Going through my previous mortgages and refinances, I show I have already paid about 25k in debts she took on without my knowledge. I don't know why I kept doing it, but she picked me out of the gutter when I was 22, and for some stupid reason, I hold that close, and I just kept letting her get away with it. Every time, I thought she learned a lesson. Apparently, neither of us did.

Yeah, I think she's fully responsible for half the debt if not more. The problem is that she can't pay it. Even with my child support, she won't make it. I can actually get out of paying support all together (won't discuss why because of legalities) but I won't do that. As angry as I am with her, I can't let her starve, and I sure won't my daughter starve. Even if she agreed to pay half, they would come after me when she defaulted.

As for spousal support, From the time my daughter was born until she was 12, we worked opposite shifts and shared all responsibility. She was never a stay at home mom, nor has our marriage ever effected her career in a negative way, she also has a college education (that I paid a collection agency about 3k to pay it off) So, I find it unlikely that she would get it anyway. I make 70k, she makes 24k...... so..... that may be a bit of an issue.
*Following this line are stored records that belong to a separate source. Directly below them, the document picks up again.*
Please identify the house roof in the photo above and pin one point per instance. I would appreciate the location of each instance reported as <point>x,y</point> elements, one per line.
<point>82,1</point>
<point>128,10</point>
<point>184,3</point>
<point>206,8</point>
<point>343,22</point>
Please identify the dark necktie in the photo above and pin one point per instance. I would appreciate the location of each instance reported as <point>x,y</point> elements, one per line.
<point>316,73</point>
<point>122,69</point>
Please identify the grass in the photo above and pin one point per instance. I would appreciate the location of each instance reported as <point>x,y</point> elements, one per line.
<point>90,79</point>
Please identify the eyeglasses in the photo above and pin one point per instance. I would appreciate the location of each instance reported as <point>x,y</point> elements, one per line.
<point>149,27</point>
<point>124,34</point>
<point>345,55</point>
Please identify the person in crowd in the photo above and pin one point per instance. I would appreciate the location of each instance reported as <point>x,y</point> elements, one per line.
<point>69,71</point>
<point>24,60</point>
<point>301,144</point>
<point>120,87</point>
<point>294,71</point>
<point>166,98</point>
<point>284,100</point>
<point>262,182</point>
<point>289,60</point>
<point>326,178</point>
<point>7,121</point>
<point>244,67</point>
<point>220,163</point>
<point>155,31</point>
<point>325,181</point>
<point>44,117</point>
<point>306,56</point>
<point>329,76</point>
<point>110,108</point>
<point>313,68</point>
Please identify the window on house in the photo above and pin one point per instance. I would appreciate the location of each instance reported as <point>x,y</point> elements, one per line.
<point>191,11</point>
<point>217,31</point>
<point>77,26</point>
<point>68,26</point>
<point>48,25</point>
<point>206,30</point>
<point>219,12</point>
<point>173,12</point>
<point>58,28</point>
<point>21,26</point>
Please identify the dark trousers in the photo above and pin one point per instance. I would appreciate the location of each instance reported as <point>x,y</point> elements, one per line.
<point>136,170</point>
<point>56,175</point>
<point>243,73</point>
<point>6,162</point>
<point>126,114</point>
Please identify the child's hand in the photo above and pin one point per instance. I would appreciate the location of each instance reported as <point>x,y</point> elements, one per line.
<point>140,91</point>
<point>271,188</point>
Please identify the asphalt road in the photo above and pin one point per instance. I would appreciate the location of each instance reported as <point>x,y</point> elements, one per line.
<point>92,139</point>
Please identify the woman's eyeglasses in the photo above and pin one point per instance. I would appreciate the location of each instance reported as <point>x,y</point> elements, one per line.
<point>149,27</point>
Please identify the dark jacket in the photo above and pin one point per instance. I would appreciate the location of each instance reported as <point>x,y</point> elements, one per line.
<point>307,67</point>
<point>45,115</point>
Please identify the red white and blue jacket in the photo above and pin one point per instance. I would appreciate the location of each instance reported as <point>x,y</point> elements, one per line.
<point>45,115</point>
I did meet up with a mortgage specialist today. When I gave a brief description as to what was going on, he came in on his week off to crunch numbers for me. He says he can pull it off, but it won't be easy, and that is if my wife will sign the papers she says she will. meaning that I pay her $400/month for 36 months instead of $650. That still puts me paying a lot more debt, and the interest to boot. According to my budget, that will leave me with $375/month (before any OT or bonuses, but you can't budget those things) for food,unexpected expenses and gas. Not a pretty picture, but that would give me the house, my truck, and my sled. I can do without my truck and sled, but if they are repossessed, then my credit is screwed anyway.